Reputation: 24506
I have an array of words I need to do a find-and-replace by regex operation on, and sometimes this array can be thousands of words long. I've tested and found that stemming the words using common prefixes is much faster than searching for them individually. That is, ^where|why$
is slower than ^wh(ere|y)$
. Obviously it's not a noticeable difference in such a short example, but it's considerably faster where there are thousands of alternatives and the subject string is long.
So I'm looking for a way to do this stemming automatically, for instance to convert a string[] { "what", "why", "where", "when", "which" }
into wh(at|y|e(re|n)|i(ch))
Is there already a recognized algorithm out there that does this ? If not, how would you go about it ? It seems to need to be done recursively but I can't quite get my head round how to do it. I have a method I wrote that works to a limited extent, but it's inelegant, 60 lines longs and uses multiple nested foreach loops so it's a future maintenance nightmare. I'm sure there's a much better way, if anyone could point me in the right direction that'd be much appreciated...
Upvotes: 5
Views: 945
Reputation: 57220
This code should work:
public static class StemmingUtilities
{
private class Node
{
public char? Value { get; private set; }
public Node Parent { get; private set; }
public List<Node> Children { get; private set; }
public Node(char? c, Node parent)
{
this.Value = c;
this.Parent = parent;
this.Children = new List<Node>();
}
}
public static string GetRegex(IEnumerable<string> tokens)
{
var root = new Node(null,null);
foreach (var token in tokens)
{
var current = root;
for (int i = 0; i < token.Length; i++)
{
char c = token[i];
var node = current.Children.FirstOrDefault(x => x.Value.Value == c);
if (node == null)
{
node = new Node(c,current);
current.Children.Add(node);
}
current = node;
}
}
return BuildRexp(root);
}
private static string BuildRexp(Node root)
{
string s = "";
bool addBracket = root.Children.Count > 1;
// uncomment the following line to avoid first brakets wrapping (occurring in case of multiple root's children)

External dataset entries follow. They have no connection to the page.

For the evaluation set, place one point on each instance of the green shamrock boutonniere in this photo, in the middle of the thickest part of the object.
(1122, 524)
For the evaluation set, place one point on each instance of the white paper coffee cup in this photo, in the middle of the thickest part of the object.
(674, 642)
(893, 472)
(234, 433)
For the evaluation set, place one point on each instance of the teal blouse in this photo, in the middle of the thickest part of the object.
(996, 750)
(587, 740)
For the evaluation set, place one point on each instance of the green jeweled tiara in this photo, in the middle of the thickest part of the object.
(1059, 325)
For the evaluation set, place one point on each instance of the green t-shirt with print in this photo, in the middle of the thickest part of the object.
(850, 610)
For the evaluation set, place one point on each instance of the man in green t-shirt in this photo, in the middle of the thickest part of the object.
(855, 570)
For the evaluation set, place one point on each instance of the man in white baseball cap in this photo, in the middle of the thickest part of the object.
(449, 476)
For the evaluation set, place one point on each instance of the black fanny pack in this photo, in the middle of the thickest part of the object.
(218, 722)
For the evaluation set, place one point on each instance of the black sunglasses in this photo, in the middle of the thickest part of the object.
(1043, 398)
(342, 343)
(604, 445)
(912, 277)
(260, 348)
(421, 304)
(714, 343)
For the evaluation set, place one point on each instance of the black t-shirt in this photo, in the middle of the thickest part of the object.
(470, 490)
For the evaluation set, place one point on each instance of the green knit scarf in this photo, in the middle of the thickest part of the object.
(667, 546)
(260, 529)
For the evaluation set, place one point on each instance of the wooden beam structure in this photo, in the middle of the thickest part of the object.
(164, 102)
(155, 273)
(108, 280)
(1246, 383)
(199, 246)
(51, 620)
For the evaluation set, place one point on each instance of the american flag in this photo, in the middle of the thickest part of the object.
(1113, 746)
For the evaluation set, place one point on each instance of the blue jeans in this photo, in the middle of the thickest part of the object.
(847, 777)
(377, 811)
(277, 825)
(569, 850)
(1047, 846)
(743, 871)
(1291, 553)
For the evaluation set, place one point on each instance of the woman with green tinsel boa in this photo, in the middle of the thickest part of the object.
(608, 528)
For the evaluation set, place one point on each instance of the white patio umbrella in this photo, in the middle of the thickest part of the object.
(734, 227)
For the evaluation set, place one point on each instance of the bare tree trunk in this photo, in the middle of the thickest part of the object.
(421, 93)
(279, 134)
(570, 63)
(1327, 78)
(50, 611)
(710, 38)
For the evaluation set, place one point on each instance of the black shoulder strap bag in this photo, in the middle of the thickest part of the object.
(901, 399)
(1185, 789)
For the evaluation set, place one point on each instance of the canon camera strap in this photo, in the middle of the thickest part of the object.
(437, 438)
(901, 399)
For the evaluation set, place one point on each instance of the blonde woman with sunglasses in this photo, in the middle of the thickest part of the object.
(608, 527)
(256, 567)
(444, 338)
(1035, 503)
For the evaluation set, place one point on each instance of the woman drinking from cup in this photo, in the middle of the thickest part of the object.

// addBracket = addBracket && (root.Parent != null);
if (addBracket)
s += "(";
for(int i = 0; i < root.Children.Count; i++)
{
var child = root.Children[i];
s += child.Value;
s += BuildRexp(child);
if (i < root.Children.Count - 1)
s += "|";
}
if (addBracket)
s += ")";
return s;
}
}
Usage:
var toStem1 = new[] { "what", "why", "where", "when", "which" };
string reg1 = StemmingUtilities.GetRegex(toStem1);
// reg1 = "wh(at|y|e(re|n)|ich)"
string[] toStem2 = new[] { "why", "abc", "what", "where", "apple", "when" };
string reg2 = StemmingUtilities.GetRegex(toStem2);
// reg2 = "(wh(y|at|e(re|n))|a(bc|pple))"
EDIT:
to get reg2 = "wh(y|at|e(re|n))|a(bc|pple)"
i.e. without the first wrapping brackets, just uncomment the marked line in BuildRexp
method.
Upvotes: 3